I think this generally means that unless you want to wrap your stream in its own writer, your only real recourse is to deal in complete streams (at least at this point, I guess we’ll see when 0.16.0 comes out what things look like).

PS: The background on this is PNG encoding; my current logic is to process IDAT chunks at 16K intervals of compressed data. PNG chunks need checksum data of their own (outside of any in the stream), so the idea was to just buffer the bitstream and chunk it at that boundary. Likely what this means is that I will have to put complete streams into a single IDAT chunk, and adjust the interval to account for the fact we can’t necessarily track compressed size anymore (as we can’t know that ahead of time, and by the time it’s written out completely, it will be too late as the footer will have been written).

I’m actually realizing that implementing a IDAT-chunking writer on the compressed data might actually be trivial, so I might go that route after all. If that works then I think this is pretty much a non-issue, although hopefully we can get the end-of-stream stuff still separated from flush.

Alright, yeah a trivial writer with a pretty simple drain implementation does the job:

fn drain(w: *Io.Writer, data: []const []const u8, splat: usize) Io.Writer.Error!usize {
    _ = splat;
    const stream_writer: *@This() = @fieldParentPtr("writer", w);
    writePNGIDATSingle(stream_writer.file, w.buffer[0..w.end]) catch return error.WriteFailed;
    const len: usize = @min(data[0].len, buffer_size);
    @memcpy(w.buffer[0..len], data[0][0..len]);
    w.end = len;
    return len;
}

I can still preserve my 16K chunk size and everything looks good.

I guess one gotcha here as well would be that you can probably expect to have to retry single write calls because the compressor only does a partial drain when the window buffer gets close to full, (only processing the bytes required to completely fill it, as per Compressor.drain). This just meant that I had to adjust my logic from expecting the exact bytes to be written from a write to a writeAll.

PS: can I get away with pretty much ignoring splat here as shown?
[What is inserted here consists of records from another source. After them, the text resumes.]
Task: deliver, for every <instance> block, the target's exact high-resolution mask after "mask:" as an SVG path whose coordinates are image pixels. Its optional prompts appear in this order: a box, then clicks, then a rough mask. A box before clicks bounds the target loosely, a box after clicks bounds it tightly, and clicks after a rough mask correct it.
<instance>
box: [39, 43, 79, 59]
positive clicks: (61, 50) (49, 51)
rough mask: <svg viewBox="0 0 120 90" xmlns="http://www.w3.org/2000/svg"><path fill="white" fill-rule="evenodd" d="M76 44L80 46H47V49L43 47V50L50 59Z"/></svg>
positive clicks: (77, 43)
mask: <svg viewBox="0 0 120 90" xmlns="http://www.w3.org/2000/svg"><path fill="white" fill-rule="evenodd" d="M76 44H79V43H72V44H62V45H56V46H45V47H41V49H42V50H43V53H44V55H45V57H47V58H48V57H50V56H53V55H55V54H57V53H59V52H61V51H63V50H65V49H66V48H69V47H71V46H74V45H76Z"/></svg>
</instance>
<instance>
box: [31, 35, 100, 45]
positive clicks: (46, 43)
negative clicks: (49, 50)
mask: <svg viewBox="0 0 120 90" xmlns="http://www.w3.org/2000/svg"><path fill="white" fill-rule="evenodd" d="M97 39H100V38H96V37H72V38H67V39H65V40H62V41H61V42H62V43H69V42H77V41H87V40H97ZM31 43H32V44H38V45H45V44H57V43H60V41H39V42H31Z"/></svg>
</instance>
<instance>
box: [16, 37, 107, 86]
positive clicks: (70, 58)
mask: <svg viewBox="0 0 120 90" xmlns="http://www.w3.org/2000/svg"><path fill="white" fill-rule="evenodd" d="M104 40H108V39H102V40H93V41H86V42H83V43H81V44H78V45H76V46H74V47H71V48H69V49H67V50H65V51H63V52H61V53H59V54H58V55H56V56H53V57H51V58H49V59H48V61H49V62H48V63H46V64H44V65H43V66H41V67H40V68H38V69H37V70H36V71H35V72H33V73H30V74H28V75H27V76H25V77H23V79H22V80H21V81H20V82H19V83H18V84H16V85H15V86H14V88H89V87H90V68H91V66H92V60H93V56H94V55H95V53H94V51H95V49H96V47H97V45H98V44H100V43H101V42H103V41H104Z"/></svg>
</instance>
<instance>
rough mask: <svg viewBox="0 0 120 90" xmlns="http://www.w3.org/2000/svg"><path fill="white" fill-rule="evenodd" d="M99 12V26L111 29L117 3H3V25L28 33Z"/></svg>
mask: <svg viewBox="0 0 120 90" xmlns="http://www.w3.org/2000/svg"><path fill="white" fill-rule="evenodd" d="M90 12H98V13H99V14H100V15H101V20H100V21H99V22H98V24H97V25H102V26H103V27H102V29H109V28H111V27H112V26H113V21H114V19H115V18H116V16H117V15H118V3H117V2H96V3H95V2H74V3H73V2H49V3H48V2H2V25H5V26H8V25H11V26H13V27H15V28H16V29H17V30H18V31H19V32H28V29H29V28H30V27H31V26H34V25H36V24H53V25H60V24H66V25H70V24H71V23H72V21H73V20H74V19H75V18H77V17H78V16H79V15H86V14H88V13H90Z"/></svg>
The interface contract specifically refers to bytes consumed from data, without mentioning if splat should be reflected in that either way, so I’m not too sure how a downstream caller would have to act if the splat was ignored and data[data.len - 1] was only consumed once.

I’m coming to the conclusion that this is okay; from what I can see, the main application of splat is in the splatting functionality in Io.Writer. These functions seems to deal with partial results, example: Io.Writer.writeSplatAll.

splat only matters if you are writing the last element of data, if you stop before that then you can ignore it in that case. You still have to deal with it eventually.

Io.Writer.writeSplatAll does not do the splat for you, it simply loops until all data is written, including the splat. If you always ignore splat then it will loop forever.

2 Likes

Hmm, looking at the code, it seems that it does deal with partial results of the last splat, so it seems that if splat was ignored in the sense that you were still processing the data, just say in a 1x only or even partially, everything would still be fine. I think maybe there was some confusion in what I meant, I didn’t mean completely ignoring data[0] when data.len was 1, for example, just that data[0] would only be processed a maximum of once, with the return from drain reflecting that accordingly. That part seems fine, from my reading.

One thing that I think should probably be done in this naive implementation though, and is pretty simple, is to just return if (data.len == 1 and splat == 0). That’s simple enough to do and seems correct.